Conclusions and biological context

Translational mobility of molecules of H1.1 linker histone in cell nuclei was probed using a range of techniques, at small (1–100 µs, FCS, RICS, anisotropy), moderate (1–100 ms, FCS, RICS, pCF) and large (1–100 s, pCF and FRAP) time scales. The results indicate that the global mobility of H1 (at distances >1 µm) is determined by processes other than diffusion (ex. binding) that occur on a time scale of seconds. Hence, the apparent global diffusion coefficient of H1 (D ~ 0.02 µm2/s) is several orders of magnitude lower than the value predicted for an unimpeded movement. Moreover, a fraction (~25 %) of H1 is immobile at a time scale up to 50 s. The local H1 dynamics (at distances <0.7 µm) comprise diffusion and multiple binding processes occurring at longer time scales (10–2,500 ms). The diffusion predominates in the nuclear regions of low H1 concentration, whereas the binding dominates in the regions of high concentrations of the histone. Moreover, in some chromatin regions, a complete absence of H1 penetration or an impediment to its movement is observed. It is likely that these regions are characterized by low rotational mobility of H1 (high chromatin rigidity) and its concentration below the average value. These regions constitute the obstacles to movements of H1 at larger distances, thus contributing to a low value of the apparent global diffusion coefficient.

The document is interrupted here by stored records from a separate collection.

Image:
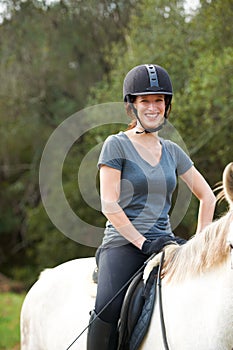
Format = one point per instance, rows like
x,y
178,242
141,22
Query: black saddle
x,y
136,311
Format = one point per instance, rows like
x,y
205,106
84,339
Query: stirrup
x,y
101,335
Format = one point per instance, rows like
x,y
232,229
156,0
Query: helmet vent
x,y
152,75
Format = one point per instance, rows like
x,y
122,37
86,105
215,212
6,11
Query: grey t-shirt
x,y
146,190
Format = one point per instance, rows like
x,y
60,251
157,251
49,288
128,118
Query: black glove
x,y
151,247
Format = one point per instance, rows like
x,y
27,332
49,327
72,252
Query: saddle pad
x,y
136,311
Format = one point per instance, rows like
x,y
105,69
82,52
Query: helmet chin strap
x,y
147,131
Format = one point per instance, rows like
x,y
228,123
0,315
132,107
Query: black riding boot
x,y
101,335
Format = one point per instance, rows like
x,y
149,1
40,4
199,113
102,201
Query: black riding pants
x,y
116,266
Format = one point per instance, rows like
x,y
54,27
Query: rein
x,y
160,301
120,290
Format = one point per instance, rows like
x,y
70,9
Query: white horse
x,y
197,295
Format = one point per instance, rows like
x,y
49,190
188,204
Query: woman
x,y
138,173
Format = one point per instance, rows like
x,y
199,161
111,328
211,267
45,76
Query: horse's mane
x,y
208,248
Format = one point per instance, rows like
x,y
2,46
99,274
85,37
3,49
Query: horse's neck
x,y
196,311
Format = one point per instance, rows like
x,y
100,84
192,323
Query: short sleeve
x,y
112,153
180,157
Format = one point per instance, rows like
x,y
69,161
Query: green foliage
x,y
10,306
56,60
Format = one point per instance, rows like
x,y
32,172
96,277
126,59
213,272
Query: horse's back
x,y
62,297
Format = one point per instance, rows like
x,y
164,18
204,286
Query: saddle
x,y
136,311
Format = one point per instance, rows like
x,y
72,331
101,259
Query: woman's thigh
x,y
116,266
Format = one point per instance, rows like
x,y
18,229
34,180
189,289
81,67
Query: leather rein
x,y
160,301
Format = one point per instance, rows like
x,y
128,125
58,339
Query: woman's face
x,y
151,109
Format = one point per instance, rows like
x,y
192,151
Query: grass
x,y
10,306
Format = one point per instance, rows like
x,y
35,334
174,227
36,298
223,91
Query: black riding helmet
x,y
148,79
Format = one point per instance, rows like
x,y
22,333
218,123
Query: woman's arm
x,y
110,181
200,188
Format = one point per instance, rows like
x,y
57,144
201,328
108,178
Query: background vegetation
x,y
58,59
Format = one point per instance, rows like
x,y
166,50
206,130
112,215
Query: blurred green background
x,y
56,58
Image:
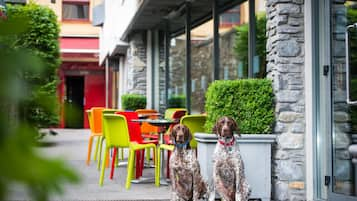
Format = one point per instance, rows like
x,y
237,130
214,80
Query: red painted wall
x,y
94,93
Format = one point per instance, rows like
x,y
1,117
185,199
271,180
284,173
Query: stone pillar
x,y
136,64
285,57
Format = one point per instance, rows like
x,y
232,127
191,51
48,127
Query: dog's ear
x,y
188,135
235,126
215,128
173,134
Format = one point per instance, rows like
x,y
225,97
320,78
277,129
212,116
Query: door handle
x,y
347,40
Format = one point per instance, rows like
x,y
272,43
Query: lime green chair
x,y
116,132
195,123
102,138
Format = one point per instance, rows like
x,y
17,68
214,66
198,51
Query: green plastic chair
x,y
196,124
102,138
116,132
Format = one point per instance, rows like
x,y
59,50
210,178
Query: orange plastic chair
x,y
135,136
96,130
147,130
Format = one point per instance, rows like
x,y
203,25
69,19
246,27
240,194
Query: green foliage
x,y
41,107
241,45
133,101
248,101
20,162
177,101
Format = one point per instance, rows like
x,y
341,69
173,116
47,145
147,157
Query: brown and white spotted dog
x,y
228,168
187,182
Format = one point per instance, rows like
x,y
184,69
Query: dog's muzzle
x,y
182,145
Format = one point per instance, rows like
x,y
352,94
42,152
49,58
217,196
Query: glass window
x,y
234,42
177,75
75,10
201,65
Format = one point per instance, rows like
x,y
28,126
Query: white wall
x,y
118,14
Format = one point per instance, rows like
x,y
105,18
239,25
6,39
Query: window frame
x,y
76,2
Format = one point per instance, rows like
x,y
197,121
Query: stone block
x,y
288,170
281,191
287,29
288,96
287,117
288,9
298,128
297,185
288,48
291,141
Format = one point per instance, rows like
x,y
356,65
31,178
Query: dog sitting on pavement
x,y
228,168
187,182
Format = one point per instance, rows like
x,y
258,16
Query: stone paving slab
x,y
71,145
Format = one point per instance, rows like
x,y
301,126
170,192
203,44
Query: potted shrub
x,y
133,101
250,103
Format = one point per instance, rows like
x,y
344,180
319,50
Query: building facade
x,y
82,79
306,47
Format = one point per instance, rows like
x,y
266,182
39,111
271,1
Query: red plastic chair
x,y
135,136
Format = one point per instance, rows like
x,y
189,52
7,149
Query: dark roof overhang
x,y
153,14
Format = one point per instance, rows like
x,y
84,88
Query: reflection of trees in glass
x,y
241,45
352,18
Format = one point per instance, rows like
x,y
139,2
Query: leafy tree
x,y
241,45
41,38
20,71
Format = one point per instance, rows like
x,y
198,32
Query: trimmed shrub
x,y
41,107
248,101
177,101
133,101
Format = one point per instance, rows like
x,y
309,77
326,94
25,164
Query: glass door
x,y
344,100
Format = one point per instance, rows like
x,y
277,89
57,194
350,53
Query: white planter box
x,y
256,154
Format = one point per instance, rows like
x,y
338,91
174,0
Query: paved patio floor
x,y
71,144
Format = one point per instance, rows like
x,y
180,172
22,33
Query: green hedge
x,y
249,102
177,101
41,107
133,101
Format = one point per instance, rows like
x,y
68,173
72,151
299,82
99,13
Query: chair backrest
x,y
134,127
116,130
146,127
145,111
97,119
90,120
174,113
195,123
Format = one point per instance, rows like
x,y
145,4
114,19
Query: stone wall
x,y
136,64
285,57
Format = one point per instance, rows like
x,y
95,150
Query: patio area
x,y
71,144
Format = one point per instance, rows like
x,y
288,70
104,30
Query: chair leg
x,y
113,162
130,168
137,164
157,167
100,152
122,154
89,149
101,179
168,164
96,148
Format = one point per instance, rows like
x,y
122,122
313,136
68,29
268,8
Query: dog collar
x,y
182,145
227,144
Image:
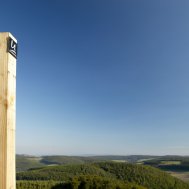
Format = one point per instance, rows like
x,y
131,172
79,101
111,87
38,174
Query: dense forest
x,y
98,175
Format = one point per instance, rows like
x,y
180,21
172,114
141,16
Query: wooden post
x,y
8,52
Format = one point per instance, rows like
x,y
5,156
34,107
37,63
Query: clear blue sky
x,y
102,76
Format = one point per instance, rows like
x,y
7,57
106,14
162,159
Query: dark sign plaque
x,y
12,47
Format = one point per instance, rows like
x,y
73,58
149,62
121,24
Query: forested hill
x,y
25,162
126,176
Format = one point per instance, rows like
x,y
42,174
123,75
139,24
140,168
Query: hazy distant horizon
x,y
101,77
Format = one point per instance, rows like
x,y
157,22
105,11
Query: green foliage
x,y
62,173
24,163
143,175
81,182
100,175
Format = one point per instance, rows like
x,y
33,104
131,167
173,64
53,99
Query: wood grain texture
x,y
7,115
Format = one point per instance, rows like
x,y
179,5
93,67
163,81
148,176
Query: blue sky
x,y
101,77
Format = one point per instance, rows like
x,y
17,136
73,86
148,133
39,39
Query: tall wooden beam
x,y
8,52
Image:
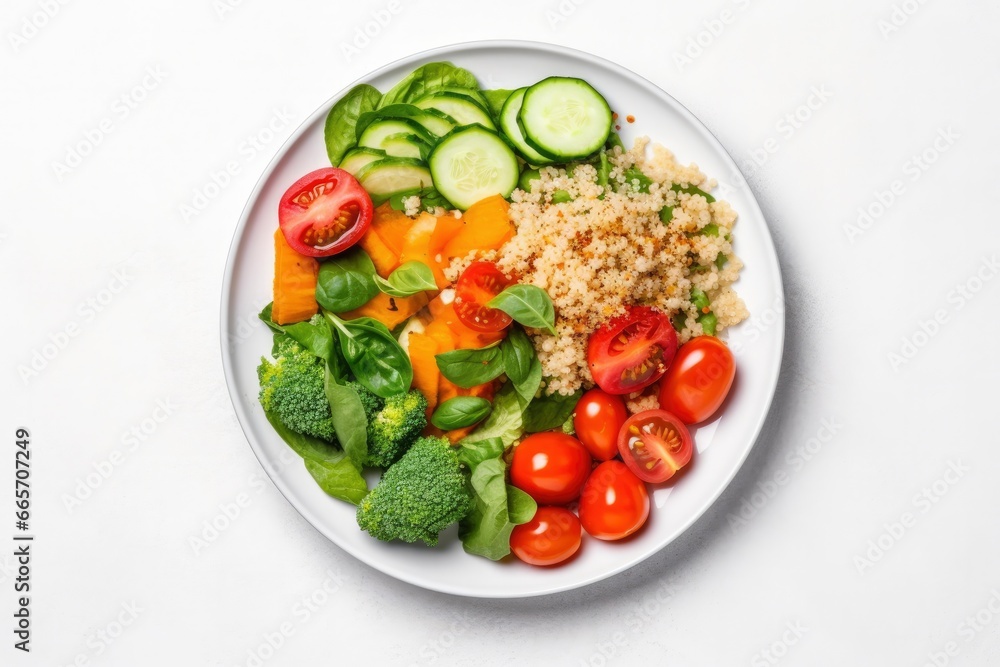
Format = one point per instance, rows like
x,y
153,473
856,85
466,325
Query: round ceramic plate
x,y
722,445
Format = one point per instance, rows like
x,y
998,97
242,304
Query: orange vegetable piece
x,y
426,374
486,226
390,311
385,260
294,283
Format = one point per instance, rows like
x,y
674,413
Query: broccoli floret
x,y
419,496
372,403
393,428
292,388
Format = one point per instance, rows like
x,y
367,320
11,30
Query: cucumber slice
x,y
473,163
406,145
511,130
376,133
463,109
435,122
384,178
357,158
564,118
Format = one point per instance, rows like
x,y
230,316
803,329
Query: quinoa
x,y
596,256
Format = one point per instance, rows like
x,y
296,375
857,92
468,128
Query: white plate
x,y
722,446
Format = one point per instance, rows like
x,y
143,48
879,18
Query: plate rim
x,y
428,55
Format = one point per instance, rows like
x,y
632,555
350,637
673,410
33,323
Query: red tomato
x,y
552,536
631,351
550,467
614,503
654,445
598,419
324,212
699,380
480,282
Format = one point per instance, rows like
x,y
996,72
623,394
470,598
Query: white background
x,y
104,252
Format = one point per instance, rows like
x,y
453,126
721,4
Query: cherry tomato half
x,y
698,381
597,420
614,503
480,282
654,445
552,536
631,351
550,467
324,212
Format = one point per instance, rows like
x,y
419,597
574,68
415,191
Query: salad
x,y
500,309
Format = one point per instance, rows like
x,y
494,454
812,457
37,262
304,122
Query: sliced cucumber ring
x,y
564,118
384,178
473,163
511,130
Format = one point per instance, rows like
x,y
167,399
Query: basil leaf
x,y
496,99
410,278
692,190
339,479
306,446
505,423
317,338
346,281
529,305
460,412
468,368
343,117
520,363
426,78
472,453
548,412
374,357
496,508
348,415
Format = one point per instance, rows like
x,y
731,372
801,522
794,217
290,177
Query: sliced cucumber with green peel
x,y
377,132
511,130
473,163
358,158
463,109
406,145
564,118
384,178
471,93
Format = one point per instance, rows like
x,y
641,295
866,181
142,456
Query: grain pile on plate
x,y
595,256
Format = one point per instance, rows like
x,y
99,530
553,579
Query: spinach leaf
x,y
486,529
549,412
306,446
317,338
529,305
410,278
339,479
520,505
520,363
468,368
426,78
692,190
496,98
346,281
505,423
373,355
340,122
460,411
637,180
349,422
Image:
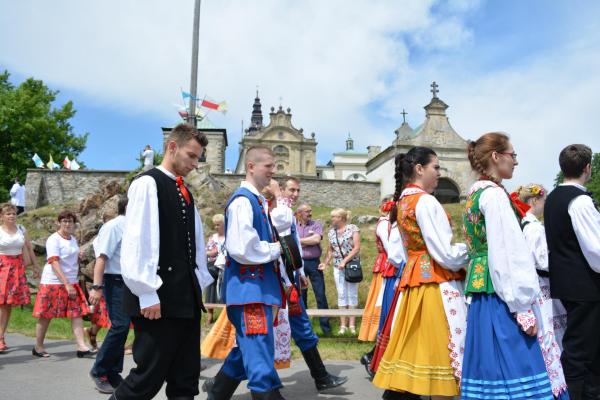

The measurements of mobility of H1 linker histone described above demonstrate that local determinations, based on FRAP or FCS alone, are unlikely to provide a comprehensive picture of the complexity of dynamics of this protein in various subnuclear regions. The general conclusion emerging from our FRAP and FRCS/RICS experiments is in agreement with the view that H1 histones bind to DNA transiently but show no specificity for any DNA sequence (Bustin et al. 2005; Catez and Hock 2010; Catez et al. 2006) and that the strength of binding to DNA may be moderated by local chromatin density (Bancaud et al. 2009). In other words, the residence time of H1 on DNA may, to some degree, be influenced by the molecular crowding phenomena. This notion is also in agreement with our previous observation of the influence of DNA intercalators on interactions between H1 linker histones and DNA (Wojcik and Dobrucki 2008; Wojcik et al. 2013). We demonstrated that a subpopulation of H1 is readily expelled from DNA of live cells by intercalating anthracyclines. However, a subpopulation of H1 seems to appear in heterochromatin, which remains in complex with DNA despite the presence of the drug, which is ready to compete with H1 for binding sites on DNA. The presence of multiple populations characterized by different kinetics of interaction with chromatin is not unique for H1 histones. It has been postulated that the dynamics of HP1 are affected by diverse modes of interaction with chromatin (Schmiedeberg et al. 2004). It is interesting to note that chromatin compaction is one of the factors influencing the HP1 dynamics.